The 2010 Dietary Guidelines for Americans
recommend limiting sodium intake to 1,500
milligrams (mg) per day for people 51 and older,
African Americans, and those who have high
blood pressure, diabetes, or chronic kidney
disease—about half the U.S. population and the
majority of adults.
• All others should reduce sodium intake to less
than 2,300 mg per day.
• Nearly all American adults consume more
sodium than they need; most consume more
than twice their recommended limit each day.

D. How much does our treatment of heart disease cost?

Cardiovascular disease (CVD) includes heart
disease, stroke, and other vascular diseases.
• CVD is the leading cause of death in the United
States.
• Every 39 seconds, an adult dies of CVD.

• 1 in every 6 U.S. health care dollars is spent on
CVD.
• 800,000 U.S. adults die of CVD each year; 150,000
of them are younger than 65.
• Reducing average population sodium intake to
1,500 mg per day may save $26 billion health
care dollars and reduce cases of hypertension by
16 million.

And the latest news indicates that our teenage population is taking in way too much salt in their diets.
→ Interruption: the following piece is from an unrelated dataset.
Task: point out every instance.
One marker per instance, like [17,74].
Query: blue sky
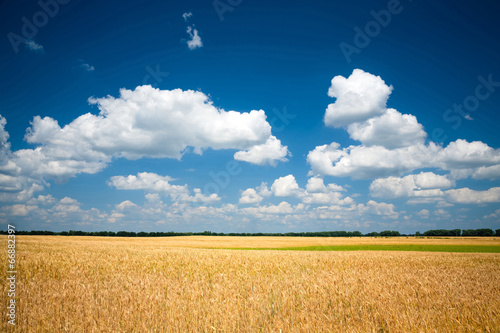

Researchers at
the Institute of Public and Preventive Health at Georgia Regents University, published their findings in the journal PEDIATRICS.

As reported in HEALTHDAY:
American teens are taking in as much dietary salt as adults, far exceeding guidelines on healthy limits for daily consumption, new research warns.

The investigation tracked the week-long eating habits of more than 760 black and white high school kids. It found that, on average, teens now ingest a whopping 3,280 milligrams (mg) of sodium (salt) every day.

That amounts to more than double the uppermost recommended level of 1,500 mg of sodium per day set forth by the American Heart Association.